Any advice, corrections, encouraging/discouraging anecdotes?
I'm mostly familiar with SA but it's a very similar idea of random mutation.
I see a basic problem with these tuning methods though.

The methods require that you be able to decide if a mutation is an improvement or not.

Basicly you have two possible senarios. Either there is an improvement or there isn't.

First consider the probability of actually producing an improvement by random (per)mutation.
As the program gets stronger, making any improvement gets harder or less likely.
However we can handtune the program pretty good so we can assume that it will be very hard to find an improvement by a random mutation.
This is the interesting domain to consider I think.

If the program is already fairly well tuned we can pretend there is a 5% chance we have an improvement and thus a 95% chance we don't.

Case 1: We beat the odds and made an improvement (5%):

90% chance we detect this correctly as being an improvement (depends on number of games).
10% chance we detect this falsely as not being an improvement (depends on number of games).
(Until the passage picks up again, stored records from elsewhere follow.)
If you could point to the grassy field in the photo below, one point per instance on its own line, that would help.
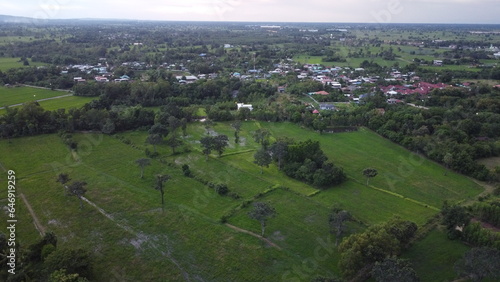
(490, 163)
(25, 94)
(9, 63)
(15, 95)
(187, 238)
(440, 254)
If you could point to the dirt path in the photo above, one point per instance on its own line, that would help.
(253, 234)
(36, 222)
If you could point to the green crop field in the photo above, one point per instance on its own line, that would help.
(9, 63)
(433, 257)
(187, 240)
(16, 95)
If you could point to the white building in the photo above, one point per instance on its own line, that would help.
(247, 106)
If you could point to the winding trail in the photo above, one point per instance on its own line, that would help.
(254, 235)
(36, 222)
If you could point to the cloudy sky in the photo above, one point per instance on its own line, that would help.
(377, 11)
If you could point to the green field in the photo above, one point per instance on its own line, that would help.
(187, 239)
(433, 257)
(9, 63)
(16, 95)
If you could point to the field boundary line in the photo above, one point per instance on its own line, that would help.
(272, 244)
(151, 243)
(398, 195)
(36, 222)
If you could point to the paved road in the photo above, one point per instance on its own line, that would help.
(51, 98)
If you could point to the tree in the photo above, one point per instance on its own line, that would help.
(63, 178)
(394, 270)
(319, 125)
(160, 180)
(479, 263)
(77, 189)
(173, 141)
(220, 142)
(237, 128)
(369, 173)
(262, 212)
(448, 161)
(453, 217)
(154, 139)
(262, 158)
(207, 143)
(261, 136)
(142, 163)
(337, 221)
(279, 151)
(362, 249)
(159, 128)
(184, 126)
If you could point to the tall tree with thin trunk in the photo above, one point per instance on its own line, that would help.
(262, 159)
(154, 139)
(173, 141)
(337, 220)
(369, 173)
(262, 212)
(237, 128)
(261, 136)
(77, 189)
(142, 163)
(160, 180)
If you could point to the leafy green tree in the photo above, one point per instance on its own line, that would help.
(207, 143)
(453, 217)
(261, 136)
(237, 128)
(220, 142)
(394, 270)
(61, 276)
(279, 151)
(142, 163)
(184, 126)
(159, 129)
(262, 158)
(337, 221)
(478, 264)
(262, 212)
(448, 161)
(154, 139)
(63, 178)
(369, 173)
(320, 125)
(160, 180)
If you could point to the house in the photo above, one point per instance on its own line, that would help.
(327, 107)
(246, 106)
(438, 62)
(101, 79)
(320, 93)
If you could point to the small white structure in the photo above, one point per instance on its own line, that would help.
(247, 106)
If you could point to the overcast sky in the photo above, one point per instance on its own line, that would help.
(365, 11)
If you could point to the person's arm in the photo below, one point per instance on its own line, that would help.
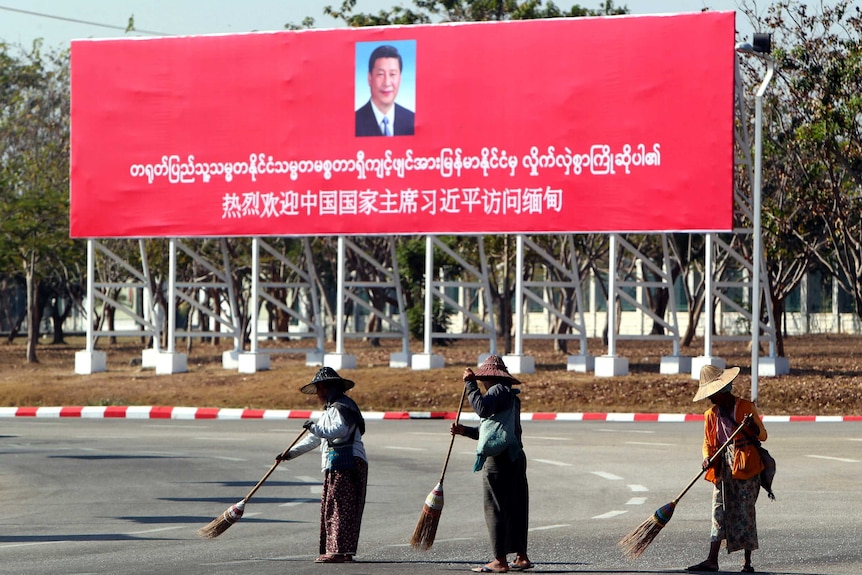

Case 2: We did not manage to produce an improvement (95%):

90% chance we detect this correctly as not being an improvement (depends on number of games).
10% chance we detect this as being an improvement (depends on number of games).


Now in SA, if it is detected as an improvement the new state is accepted, otherwise it is only accepted by some Boltzmann criteria.
However you already see the problem: there is a higher chance of it going uphill than downhill (95% x 10% > 5% x 90%).
In other words, the method seems to reach it limit when the probabilities even out.
Some math have been left out, but the Boltzmann criteria is not going to save it.

So yes, I'm just throwing out numbers here and one could improve on this by detecting with better accuracy whether the change is good or bad, ie. playing more games.
But realisticly, in SA you might need thousands of iterations and probably an ensemble of a few dozen.
So millions of games would be needed for a serious test.
Yes, that is exactly correct. I've been thinking about this myself and I coded an SA that I've used for tuning features to improve
test suite performances. One can isolate a set of features and tune those for a while then move on to the next set of features. That seems
to work in a reasonable time frame.

As HGM stated, the statistics you stated mean that you don't need a special function to allow it to hill-climb. Thus, the algorithm is very
simplistic to code! That is if you are using to improve game performance. It is still needed to improve test suite performance.